Re: Newbie comments & queries
On Fri, Dec 07, 2001 at 09:08:11AM +0200, Ian Balchin wrote:
| Hi, all,
|
| I have received airmail my copy of the GNU/Debian Linux Bible.
|
| I think thios will be a great help. It provides a good 'howto' overview
| of all the maim poits and processes and is suitable for a relative linux
| beginner like myslelf/
|
| Its title is misleading as I would not classify it as a bible in any way
| as it does not go into any matter in real depth, rather just enough to ge
| you on the road and going. It is not the poblem-solver's bible that I
| had hoped for, but it is a lot better than not having anything.
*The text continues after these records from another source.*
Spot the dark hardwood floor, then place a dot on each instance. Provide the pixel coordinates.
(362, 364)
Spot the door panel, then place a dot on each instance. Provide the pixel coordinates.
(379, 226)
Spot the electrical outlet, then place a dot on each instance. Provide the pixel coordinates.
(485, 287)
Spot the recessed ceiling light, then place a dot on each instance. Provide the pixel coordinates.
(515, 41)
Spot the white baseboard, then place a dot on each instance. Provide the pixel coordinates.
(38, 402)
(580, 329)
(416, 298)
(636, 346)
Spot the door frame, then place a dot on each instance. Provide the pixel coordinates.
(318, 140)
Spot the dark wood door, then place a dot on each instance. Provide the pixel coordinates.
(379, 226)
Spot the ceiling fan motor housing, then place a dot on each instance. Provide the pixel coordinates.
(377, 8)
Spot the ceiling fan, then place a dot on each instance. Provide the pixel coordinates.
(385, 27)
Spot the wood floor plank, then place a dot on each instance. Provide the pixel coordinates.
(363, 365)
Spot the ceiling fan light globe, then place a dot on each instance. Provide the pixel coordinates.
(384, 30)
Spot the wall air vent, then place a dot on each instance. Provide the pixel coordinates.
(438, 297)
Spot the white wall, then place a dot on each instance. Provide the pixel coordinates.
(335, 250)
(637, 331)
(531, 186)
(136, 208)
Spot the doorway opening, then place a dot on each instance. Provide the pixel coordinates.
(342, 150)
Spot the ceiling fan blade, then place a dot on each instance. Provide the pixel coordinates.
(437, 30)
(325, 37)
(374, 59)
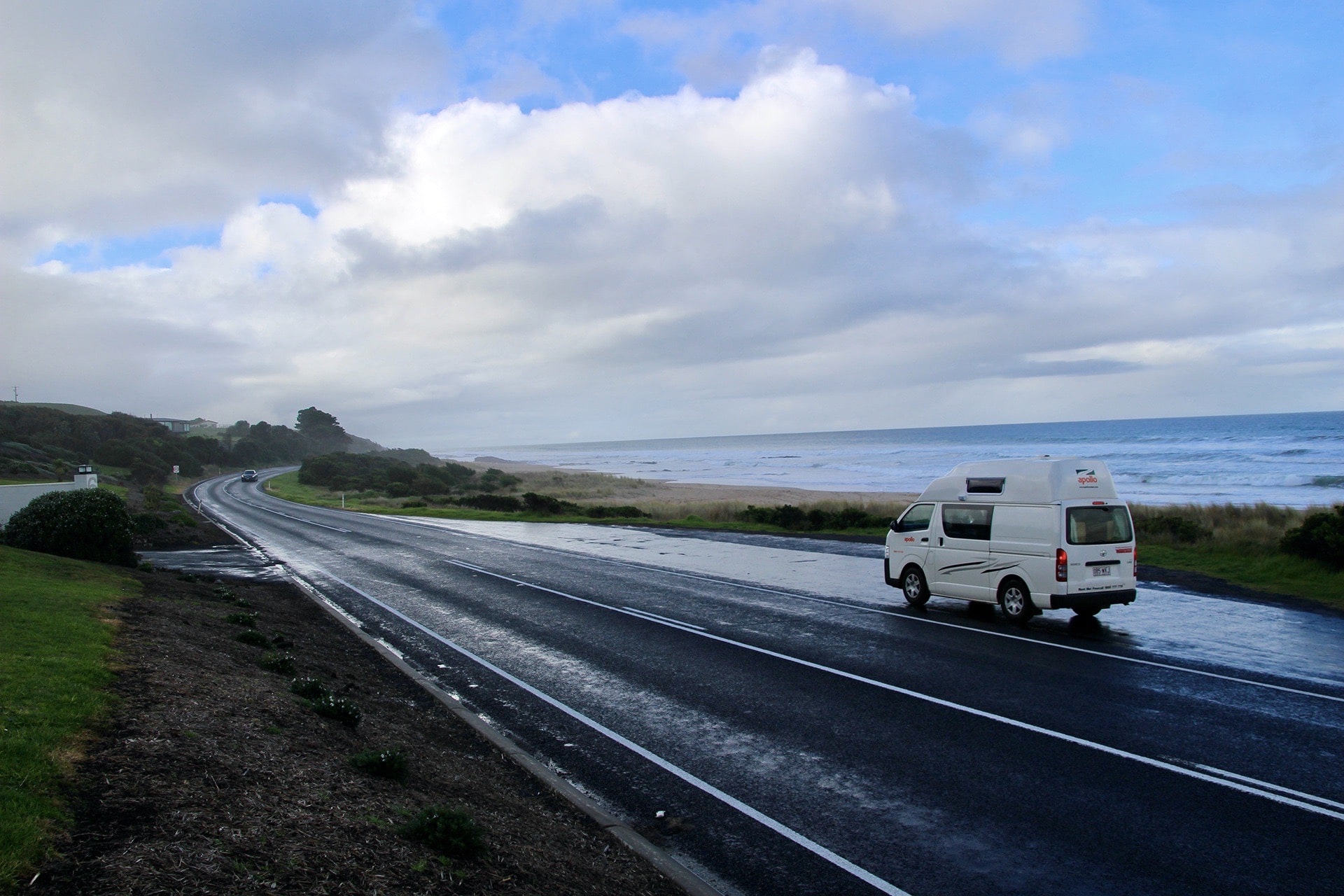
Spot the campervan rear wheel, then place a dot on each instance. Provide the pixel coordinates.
(1015, 601)
(914, 587)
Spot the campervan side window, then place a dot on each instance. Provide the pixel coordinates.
(967, 522)
(917, 519)
(1100, 526)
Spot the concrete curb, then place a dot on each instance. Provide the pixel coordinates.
(656, 856)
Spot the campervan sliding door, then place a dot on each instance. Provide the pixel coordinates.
(960, 559)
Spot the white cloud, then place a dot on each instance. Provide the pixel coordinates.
(788, 258)
(127, 117)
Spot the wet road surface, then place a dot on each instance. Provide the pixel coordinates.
(800, 731)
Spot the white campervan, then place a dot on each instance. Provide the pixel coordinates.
(1030, 535)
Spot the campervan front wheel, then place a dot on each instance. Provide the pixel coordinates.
(1015, 601)
(914, 586)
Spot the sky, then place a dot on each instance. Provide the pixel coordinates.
(518, 222)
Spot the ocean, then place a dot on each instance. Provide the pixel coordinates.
(1291, 460)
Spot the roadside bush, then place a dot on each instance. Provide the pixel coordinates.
(1320, 538)
(609, 512)
(85, 524)
(147, 523)
(493, 503)
(546, 504)
(448, 832)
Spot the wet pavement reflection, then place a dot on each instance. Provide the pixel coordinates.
(1168, 624)
(229, 561)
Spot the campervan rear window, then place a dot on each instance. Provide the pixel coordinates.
(1100, 526)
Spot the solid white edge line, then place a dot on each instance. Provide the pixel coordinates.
(888, 613)
(839, 862)
(1265, 783)
(1227, 780)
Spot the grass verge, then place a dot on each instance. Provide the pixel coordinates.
(54, 668)
(708, 514)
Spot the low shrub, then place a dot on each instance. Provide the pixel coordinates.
(85, 524)
(253, 638)
(547, 504)
(339, 708)
(382, 763)
(147, 523)
(448, 832)
(1319, 538)
(625, 512)
(308, 688)
(277, 663)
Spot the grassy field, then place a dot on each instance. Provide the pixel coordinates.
(714, 514)
(55, 645)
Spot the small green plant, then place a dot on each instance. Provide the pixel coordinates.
(339, 708)
(448, 832)
(253, 638)
(382, 763)
(308, 688)
(279, 663)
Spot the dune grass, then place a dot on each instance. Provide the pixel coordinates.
(55, 645)
(1238, 543)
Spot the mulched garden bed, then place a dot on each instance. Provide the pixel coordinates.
(213, 778)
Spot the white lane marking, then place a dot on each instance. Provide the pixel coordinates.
(296, 519)
(654, 615)
(839, 862)
(1212, 776)
(1265, 783)
(892, 614)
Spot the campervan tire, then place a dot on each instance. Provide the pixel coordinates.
(1015, 602)
(914, 587)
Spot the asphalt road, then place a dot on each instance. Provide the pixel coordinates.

I don't expect a title to be much more than a marketing tool these
days. The only part of a title that tends to give a clue as to what
is inside is the mention of a term (ie "Debian" or "C++" or something
like that). Actually, the more "hyped" a title sounds, the less
likely it has any real content, IMO.
| I have given up sort of on getting the microcom modem going. I have the
| 14.4 internal one installed and will see if we can get email operational
| over this weekend. I am going to look for one of those serial loop-back
| connectors as have a dos programme that will test the port. I think that
| maybe the problem is that it is a PnP onboard port and maybe is not being
| allocated the address/irq that we think as there is no communication with
| the modem (despite having set these manually in the bios). I see that
| there are linux programmes for deciphering what happens at boot up to pnp
| items, but they are complex and beyond my present capability/time
| constraints.
An internal modem is easier to set up, as long as it is not a
winmodem. External modems are nice because there is no way it is a
winmodem. The issue is getting the serial port on the machine to talk
the same way the serial port in the modem is. I have a printer that
has both parallel and serial ports, and both work in windows but I
didn't get the serial port to work in linux.
| It was pointed out that the state of the numlock is a bios function. The
| point is that this was of course set, but the setting does not survive
| the bootup/login process. I will look at this and be a little more
| specific just now.
Linux ignores the BIOS setting of it. There is a program (setleds I
think) that you can run during startup to set numlock on if you want.
-D
--
Failure is not an option. It is bundled with the software.